SNV detection: Going from the outside to the inside of the trimmed sequence (with the nicking site being between the two innermost nucleotides), the occurrence of the four nucleotides was counted at every position. Nonreference nucleotides were classified as mutations with the exception of a nonreference SNP (A) in HEK293T cells for one of three alleles at position +9. The reverse transcriptase template on the pegRNA corresponds to the sequence of the major allele (G).

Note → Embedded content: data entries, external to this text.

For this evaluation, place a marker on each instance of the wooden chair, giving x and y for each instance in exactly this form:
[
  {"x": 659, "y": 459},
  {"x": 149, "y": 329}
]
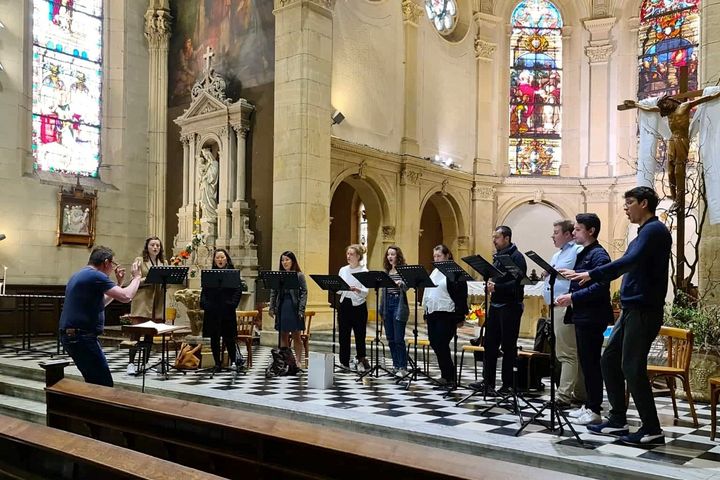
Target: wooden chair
[
  {"x": 678, "y": 344},
  {"x": 714, "y": 393},
  {"x": 246, "y": 323}
]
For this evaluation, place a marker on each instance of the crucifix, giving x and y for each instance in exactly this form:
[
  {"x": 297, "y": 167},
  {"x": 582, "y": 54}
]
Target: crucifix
[
  {"x": 677, "y": 108},
  {"x": 208, "y": 58}
]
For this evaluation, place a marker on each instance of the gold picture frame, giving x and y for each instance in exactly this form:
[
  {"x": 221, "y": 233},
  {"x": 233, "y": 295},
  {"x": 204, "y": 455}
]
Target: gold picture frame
[{"x": 76, "y": 217}]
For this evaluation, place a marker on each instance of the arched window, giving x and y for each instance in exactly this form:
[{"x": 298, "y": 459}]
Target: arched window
[
  {"x": 668, "y": 46},
  {"x": 535, "y": 83},
  {"x": 66, "y": 86}
]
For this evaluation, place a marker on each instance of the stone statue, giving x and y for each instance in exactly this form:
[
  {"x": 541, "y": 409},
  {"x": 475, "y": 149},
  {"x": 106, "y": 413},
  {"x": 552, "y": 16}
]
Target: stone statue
[
  {"x": 678, "y": 146},
  {"x": 209, "y": 176}
]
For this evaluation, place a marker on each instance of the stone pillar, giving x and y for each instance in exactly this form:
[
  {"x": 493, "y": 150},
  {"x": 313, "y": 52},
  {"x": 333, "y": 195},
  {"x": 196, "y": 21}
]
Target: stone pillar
[
  {"x": 709, "y": 270},
  {"x": 488, "y": 100},
  {"x": 412, "y": 13},
  {"x": 157, "y": 32},
  {"x": 598, "y": 51},
  {"x": 301, "y": 164}
]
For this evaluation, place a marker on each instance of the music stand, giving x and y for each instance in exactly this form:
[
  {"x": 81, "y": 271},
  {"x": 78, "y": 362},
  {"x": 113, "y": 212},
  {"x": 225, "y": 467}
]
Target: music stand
[
  {"x": 332, "y": 284},
  {"x": 454, "y": 273},
  {"x": 488, "y": 271},
  {"x": 555, "y": 412},
  {"x": 164, "y": 276},
  {"x": 415, "y": 277},
  {"x": 375, "y": 279},
  {"x": 279, "y": 281}
]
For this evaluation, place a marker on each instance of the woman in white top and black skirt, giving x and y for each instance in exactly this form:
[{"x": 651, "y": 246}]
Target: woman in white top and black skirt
[
  {"x": 444, "y": 311},
  {"x": 353, "y": 309}
]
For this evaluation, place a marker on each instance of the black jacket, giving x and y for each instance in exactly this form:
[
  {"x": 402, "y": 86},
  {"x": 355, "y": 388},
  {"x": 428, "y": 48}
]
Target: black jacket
[
  {"x": 591, "y": 302},
  {"x": 507, "y": 288}
]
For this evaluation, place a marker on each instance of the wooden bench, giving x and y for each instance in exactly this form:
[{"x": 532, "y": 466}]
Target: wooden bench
[
  {"x": 29, "y": 450},
  {"x": 241, "y": 444}
]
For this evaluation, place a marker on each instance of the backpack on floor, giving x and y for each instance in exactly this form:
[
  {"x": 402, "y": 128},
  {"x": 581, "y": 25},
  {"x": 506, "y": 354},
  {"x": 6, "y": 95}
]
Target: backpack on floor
[{"x": 283, "y": 363}]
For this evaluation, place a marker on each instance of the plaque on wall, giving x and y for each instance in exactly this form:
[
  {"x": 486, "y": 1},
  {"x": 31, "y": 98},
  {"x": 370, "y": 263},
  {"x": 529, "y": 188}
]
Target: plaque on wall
[{"x": 76, "y": 217}]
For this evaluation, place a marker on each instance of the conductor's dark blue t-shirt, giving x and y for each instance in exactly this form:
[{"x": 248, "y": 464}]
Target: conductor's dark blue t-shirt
[{"x": 84, "y": 306}]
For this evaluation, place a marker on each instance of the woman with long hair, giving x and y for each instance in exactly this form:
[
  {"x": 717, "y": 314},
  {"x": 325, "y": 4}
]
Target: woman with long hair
[
  {"x": 289, "y": 311},
  {"x": 148, "y": 302},
  {"x": 352, "y": 316},
  {"x": 219, "y": 320},
  {"x": 395, "y": 311},
  {"x": 445, "y": 308}
]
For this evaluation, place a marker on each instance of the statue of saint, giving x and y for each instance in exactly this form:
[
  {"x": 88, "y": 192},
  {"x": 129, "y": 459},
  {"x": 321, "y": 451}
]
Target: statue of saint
[
  {"x": 678, "y": 146},
  {"x": 209, "y": 176}
]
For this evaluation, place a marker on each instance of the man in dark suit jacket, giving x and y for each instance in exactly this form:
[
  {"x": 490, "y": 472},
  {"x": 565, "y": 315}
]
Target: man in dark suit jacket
[{"x": 588, "y": 307}]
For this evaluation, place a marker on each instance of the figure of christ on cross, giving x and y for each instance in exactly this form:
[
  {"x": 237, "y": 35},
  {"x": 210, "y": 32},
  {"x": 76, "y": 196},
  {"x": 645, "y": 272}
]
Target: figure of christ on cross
[{"x": 678, "y": 146}]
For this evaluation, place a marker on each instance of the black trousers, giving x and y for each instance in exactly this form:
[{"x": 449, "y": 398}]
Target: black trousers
[
  {"x": 589, "y": 347},
  {"x": 441, "y": 330},
  {"x": 625, "y": 358},
  {"x": 352, "y": 319},
  {"x": 501, "y": 329}
]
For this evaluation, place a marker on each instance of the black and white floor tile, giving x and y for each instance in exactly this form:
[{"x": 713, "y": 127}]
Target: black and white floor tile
[{"x": 422, "y": 409}]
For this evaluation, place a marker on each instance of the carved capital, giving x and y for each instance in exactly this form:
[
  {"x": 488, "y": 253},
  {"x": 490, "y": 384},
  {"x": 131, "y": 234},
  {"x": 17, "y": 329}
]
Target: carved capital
[
  {"x": 408, "y": 176},
  {"x": 484, "y": 50},
  {"x": 411, "y": 12},
  {"x": 157, "y": 28},
  {"x": 598, "y": 54},
  {"x": 388, "y": 233}
]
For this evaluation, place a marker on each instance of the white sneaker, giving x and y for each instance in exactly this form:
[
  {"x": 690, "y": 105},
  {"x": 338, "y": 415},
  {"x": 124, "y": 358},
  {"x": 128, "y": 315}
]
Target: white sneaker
[
  {"x": 577, "y": 413},
  {"x": 588, "y": 418}
]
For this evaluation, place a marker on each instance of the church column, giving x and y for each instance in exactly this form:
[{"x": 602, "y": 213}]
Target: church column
[
  {"x": 157, "y": 32},
  {"x": 412, "y": 12},
  {"x": 488, "y": 101},
  {"x": 598, "y": 51},
  {"x": 301, "y": 164}
]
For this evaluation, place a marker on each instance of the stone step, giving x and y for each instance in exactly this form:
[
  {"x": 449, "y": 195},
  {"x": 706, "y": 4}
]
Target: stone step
[
  {"x": 23, "y": 409},
  {"x": 22, "y": 388}
]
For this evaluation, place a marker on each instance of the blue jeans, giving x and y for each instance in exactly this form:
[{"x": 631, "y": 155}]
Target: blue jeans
[
  {"x": 395, "y": 331},
  {"x": 86, "y": 352}
]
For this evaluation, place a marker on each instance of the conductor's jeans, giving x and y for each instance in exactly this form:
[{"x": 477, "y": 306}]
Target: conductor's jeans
[
  {"x": 625, "y": 358},
  {"x": 441, "y": 329},
  {"x": 352, "y": 318},
  {"x": 86, "y": 352}
]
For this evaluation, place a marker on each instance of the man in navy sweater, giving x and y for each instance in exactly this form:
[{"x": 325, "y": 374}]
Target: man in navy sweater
[{"x": 642, "y": 295}]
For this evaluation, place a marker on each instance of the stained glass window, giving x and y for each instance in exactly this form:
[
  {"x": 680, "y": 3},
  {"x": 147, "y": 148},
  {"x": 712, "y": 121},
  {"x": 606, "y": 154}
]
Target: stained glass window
[
  {"x": 668, "y": 42},
  {"x": 442, "y": 14},
  {"x": 535, "y": 83},
  {"x": 67, "y": 83}
]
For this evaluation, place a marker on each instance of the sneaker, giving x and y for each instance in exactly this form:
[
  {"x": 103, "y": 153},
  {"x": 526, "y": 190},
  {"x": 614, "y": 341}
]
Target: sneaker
[
  {"x": 577, "y": 413},
  {"x": 608, "y": 428},
  {"x": 587, "y": 418},
  {"x": 641, "y": 437}
]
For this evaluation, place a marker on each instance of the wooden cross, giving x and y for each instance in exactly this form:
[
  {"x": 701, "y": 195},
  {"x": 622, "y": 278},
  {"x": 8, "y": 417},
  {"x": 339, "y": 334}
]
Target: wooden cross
[{"x": 208, "y": 58}]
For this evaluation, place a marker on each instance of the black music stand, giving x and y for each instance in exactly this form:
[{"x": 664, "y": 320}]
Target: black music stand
[
  {"x": 164, "y": 275},
  {"x": 415, "y": 277},
  {"x": 332, "y": 284},
  {"x": 454, "y": 273},
  {"x": 376, "y": 279},
  {"x": 555, "y": 412},
  {"x": 279, "y": 281},
  {"x": 488, "y": 272}
]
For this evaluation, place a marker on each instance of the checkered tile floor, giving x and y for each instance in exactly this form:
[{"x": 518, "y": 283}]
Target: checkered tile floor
[{"x": 422, "y": 409}]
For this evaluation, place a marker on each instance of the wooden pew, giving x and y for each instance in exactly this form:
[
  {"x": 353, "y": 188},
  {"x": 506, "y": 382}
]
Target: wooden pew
[
  {"x": 238, "y": 444},
  {"x": 32, "y": 451}
]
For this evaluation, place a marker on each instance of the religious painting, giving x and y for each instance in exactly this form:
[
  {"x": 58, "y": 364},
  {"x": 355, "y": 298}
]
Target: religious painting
[
  {"x": 240, "y": 32},
  {"x": 535, "y": 89},
  {"x": 668, "y": 47},
  {"x": 76, "y": 217},
  {"x": 66, "y": 86}
]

Data analysis and feature generation
Merging data from Set 1 and Set 2: For each target site and cell line, the insertion rates in Set 2 were multiplied by the ratio of the mean insertion rate of the shared sequences in Set 1 and the mean insertion rate in Set 2. For the 140 shared insert sequences, the mean insertion rate between both sets was calculated. Length-normalized insertion rates: Length residuals were calculated by dividing the insertion rate by the median insertion rate for sequences of the same length (for sequences <10 nt) or by dividing sequences into length bins. The length bins consisted of sequences of 10–14, 15–19, 20–24, 25–29, 30–39, 40–49, 50–59 and 60–69 (sequences with lengths above 30 nt were divided into length bins of 10 nt because there were fewer longer sequences in the library). The melting temperature for the insert sequence was calculated using SeqUtils.MeltingTemp.Tm_NN from biopython. The RNA fold (v.2.4.16) algorithm of the ViennaRNA (v.2.5.0a) package57,58 was used to calculate the tendency of insert sequences (alone or in the context of PBS and/or HA) to form secondary structures. The free energy was normalized to the mean and standard deviation (z score) of 1,000 random sequences with the same length and in the same context.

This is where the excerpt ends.